The term “Seven Sisters” refers to the seven major oil companies that dominated the global petroleum industry from the mid-1940s to the 1970s. These companies included Anglo-Persian Oil Company (now BP), Gulf Oil, Standard Oil of California (now Chevron), Texaco, Royal Dutch Shell, Standard Oil of New Jersey (now ExxonMobil), and Standard Oil Co. of New York (now ExxonMobil). Yergin explains that these companies controlled vast reserves and played pivotal roles in shaping the industry’s global landscape.

Seven Year Glut

The Seven Year Glut refers to the period in the 1980s when oil prices remained low due to an oversupply in the market. Yergin analyzes the factors that led to this glut, including increased non-OPEC production and technological advancements, and the impact of these elements on the global oil industry and economic policies.

Spindletop

Spindletop refers to the oil field in Beaumont, Texas, where the first major gusher was discovered in 1901. This discovery marked the beginning of the Texas oil boom. Yergin details the ways in which Spindletop’s success transformed the oil industry by introducing large-scale production methods and attracting significant investment, thereby causing rapid industrial growth.

Standard Oil

Founded by John D. Rockefeller in 1870, Standard Oil became the world’s largest oil refiner and a symbol of monopolistic practices in the U.S. Yergin examines Standard Oil’s dominance and explains how its actions led to the implementation of antitrust laws and its eventual breakup in 1911. This event significantly reshaped the American oil industry and set precedents for corporate regulation.

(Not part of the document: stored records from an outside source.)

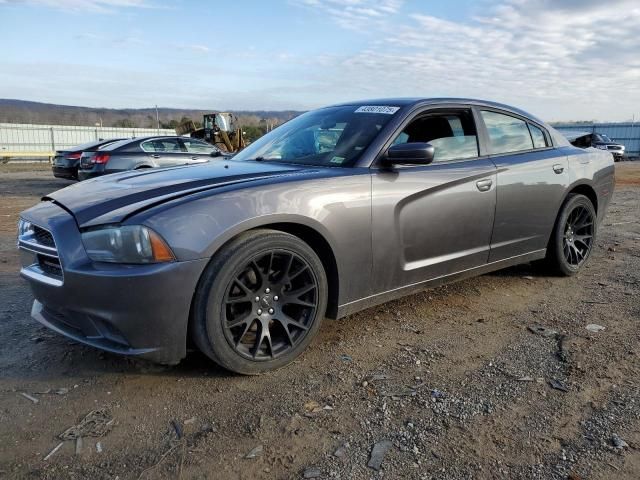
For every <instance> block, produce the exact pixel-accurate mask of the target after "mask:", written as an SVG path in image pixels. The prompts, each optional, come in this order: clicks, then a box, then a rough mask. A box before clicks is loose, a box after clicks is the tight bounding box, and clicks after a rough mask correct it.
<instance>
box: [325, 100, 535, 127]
mask: <svg viewBox="0 0 640 480" xmlns="http://www.w3.org/2000/svg"><path fill="white" fill-rule="evenodd" d="M440 103H462V104H466V105H478V106H485V107H493V108H498V109H501V110H506V111H511V112H513V113H516V114H518V115H522V116H524V117H528V118H530V119H532V120H535V121H538V122H540V123H544V122H543V121H542V120H540V119H539V118H537V117H536V116H535V115H531V114H530V113H528V112H525V111H524V110H521V109H519V108H516V107H512V106H511V105H505V104H503V103H498V102H491V101H488V100H480V99H477V98H455V97H451V98H448V97H444V98H428V97H397V98H374V99H367V100H358V101H354V102H344V103H340V104H337V105H332V106H334V107H337V106H347V105H354V106H355V105H360V106H361V105H381V106H395V107H404V106H407V105H409V106H411V105H413V106H418V105H437V104H440Z"/></svg>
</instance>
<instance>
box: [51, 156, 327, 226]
mask: <svg viewBox="0 0 640 480" xmlns="http://www.w3.org/2000/svg"><path fill="white" fill-rule="evenodd" d="M314 173H316V174H317V173H318V169H315V168H309V167H301V166H299V165H283V164H276V163H267V162H260V163H259V162H234V161H212V162H209V163H207V164H204V165H191V166H181V167H175V168H163V169H144V170H137V171H132V172H124V173H117V174H112V175H105V176H104V177H99V178H95V179H92V180H86V181H84V182H80V183H77V184H74V185H71V186H69V187H67V188H63V189H62V190H58V191H56V192H53V193H50V194H49V195H47V196H46V197H44V198H43V200H49V201H54V202H55V203H57V204H58V205H60V206H61V207H62V208H64V209H65V210H67V211H68V212H70V213H71V214H72V215H73V216H74V217H75V219H76V222H77V223H78V226H80V227H89V226H93V225H102V224H105V223H117V222H121V221H122V220H124V219H125V218H126V217H128V216H130V215H132V214H134V213H135V212H137V211H140V210H143V209H145V208H149V207H151V206H154V205H158V204H160V203H163V202H166V201H169V200H172V199H175V198H178V197H182V196H185V195H190V194H193V193H198V192H202V191H205V190H211V189H215V188H220V187H224V186H228V185H241V184H253V183H255V182H257V181H260V180H266V179H275V178H280V177H288V176H291V175H296V176H298V175H301V176H307V175H313V174H314Z"/></svg>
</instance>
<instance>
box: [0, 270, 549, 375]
mask: <svg viewBox="0 0 640 480" xmlns="http://www.w3.org/2000/svg"><path fill="white" fill-rule="evenodd" d="M547 276H548V274H546V273H543V272H542V271H541V270H540V269H539V268H537V267H536V266H533V265H530V264H523V265H517V266H514V267H510V268H506V269H503V270H499V271H496V272H492V273H488V274H486V275H483V276H482V277H489V278H491V277H493V278H516V277H520V278H523V277H527V278H529V277H531V279H536V278H544V277H547ZM482 277H479V278H482ZM470 281H473V280H470ZM476 281H477V280H476ZM463 283H464V282H463ZM435 290H438V289H435ZM445 291H446V290H445ZM451 294H455V293H453V292H452V293H451ZM421 295H423V293H417V294H415V295H411V296H409V297H405V298H404V299H400V300H396V301H395V302H400V303H402V302H404V301H410V302H411V301H412V298H413V299H414V300H415V299H418V301H422V300H420V298H419V296H421ZM445 295H448V293H445ZM391 303H394V302H391ZM373 308H376V307H373ZM370 310H371V311H372V312H373V310H372V309H370ZM362 314H364V315H367V311H366V310H365V311H364V312H362ZM23 315H25V321H26V322H27V323H28V322H32V324H33V328H32V329H31V331H29V332H28V333H26V334H25V333H23V335H24V336H25V337H26V338H23V339H22V340H21V341H22V342H26V344H25V345H24V348H20V349H18V351H19V352H22V353H21V354H19V356H23V355H25V352H28V353H26V355H28V359H27V360H26V362H22V361H21V360H20V359H19V358H14V359H12V360H13V362H12V363H13V367H9V368H3V369H2V370H3V372H2V374H3V376H4V377H5V378H6V377H14V378H19V377H21V376H23V375H24V367H25V363H27V364H30V365H28V367H29V368H28V370H30V375H29V377H30V378H32V379H34V380H46V381H47V382H52V381H56V380H62V379H64V378H66V377H68V376H74V377H86V376H93V375H99V376H102V375H105V376H108V375H110V374H118V375H145V376H157V377H168V378H171V377H176V378H215V377H218V378H227V377H229V378H233V377H238V375H237V374H234V373H232V372H229V371H228V370H225V369H224V368H222V367H220V366H218V365H217V364H216V363H215V362H213V361H212V360H211V359H209V358H208V357H207V356H205V355H204V354H202V353H200V352H199V351H197V350H196V349H195V348H189V349H188V352H187V355H186V357H185V358H184V359H183V360H182V361H181V362H180V363H179V364H178V365H171V366H167V365H159V364H155V363H153V362H150V361H147V360H144V359H139V358H135V357H128V356H124V355H118V354H112V353H108V352H104V351H102V350H99V349H96V348H93V347H89V346H86V345H83V344H81V343H78V342H75V341H73V340H69V339H67V338H65V337H63V336H60V335H58V334H56V333H53V332H51V331H49V330H48V329H46V328H45V327H43V326H40V325H38V324H37V323H36V322H35V321H33V320H27V318H28V312H26V311H25V312H24V313H23ZM371 316H372V317H373V313H371ZM20 323H22V324H23V325H24V322H20ZM24 326H26V325H24ZM326 328H331V325H330V324H328V322H327V323H325V325H323V328H322V330H325V329H326ZM16 353H18V352H16Z"/></svg>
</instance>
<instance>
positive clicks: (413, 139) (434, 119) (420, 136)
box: [393, 111, 478, 162]
mask: <svg viewBox="0 0 640 480" xmlns="http://www.w3.org/2000/svg"><path fill="white" fill-rule="evenodd" d="M413 142H424V143H430V144H431V145H432V146H433V147H434V149H435V152H434V157H433V161H434V162H446V161H447V160H461V159H465V158H474V157H477V156H478V137H477V136H476V127H475V123H474V121H473V115H471V112H470V111H462V112H459V113H447V114H429V115H426V116H423V117H420V118H417V119H415V120H413V121H412V122H411V123H409V125H407V127H406V128H405V129H404V130H403V131H402V132H401V133H400V134H399V135H398V136H397V137H396V139H395V140H394V141H393V144H394V145H397V144H399V143H413Z"/></svg>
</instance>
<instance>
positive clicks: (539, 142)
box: [528, 123, 548, 148]
mask: <svg viewBox="0 0 640 480" xmlns="http://www.w3.org/2000/svg"><path fill="white" fill-rule="evenodd" d="M528 125H529V131H530V132H531V138H532V139H533V148H545V147H547V146H548V145H547V139H546V138H545V136H544V132H543V131H542V129H541V128H538V127H536V126H535V125H531V124H530V123H529V124H528Z"/></svg>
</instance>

Strategic Petroleum Reserve (SPR)

The Strategic Petroleum Reserve (SPR) is a U.S. government-owned stockpile of crude oil created in 1975 to mitigate the impact of future oil supply disruptions. Yergin details the establishment of the SPR as a response to the 1973 oil crisis, highlighting its role in enhancing national energy security and stabilizing oil markets during emergencies.

Suez Crisis

The Suez Crisis of 1956 was a diplomatic and military conflict involving Egypt, Israel, France, and the United Kingdom. The issue was triggered by the nationalization of the Suez Canal by Egypt’s President Gamal Abdel Nasser. Yergin uses this event to illustrate the intersection of oil, politics, and military conflict, demonstrating that control over oil transport routes can precipitate international crises and shape geopolitical dynamics.

Texas Railroad Commission

The Texas Railroad Commission, established in the late 19th century, initially regulated the state’s railroads but later became influential in controlling oil production. Yergin describes how the Commission’s ability to set production quotas helped to stabilize oil prices and manage supply, serving as a model for future regulatory frameworks in the oil industry.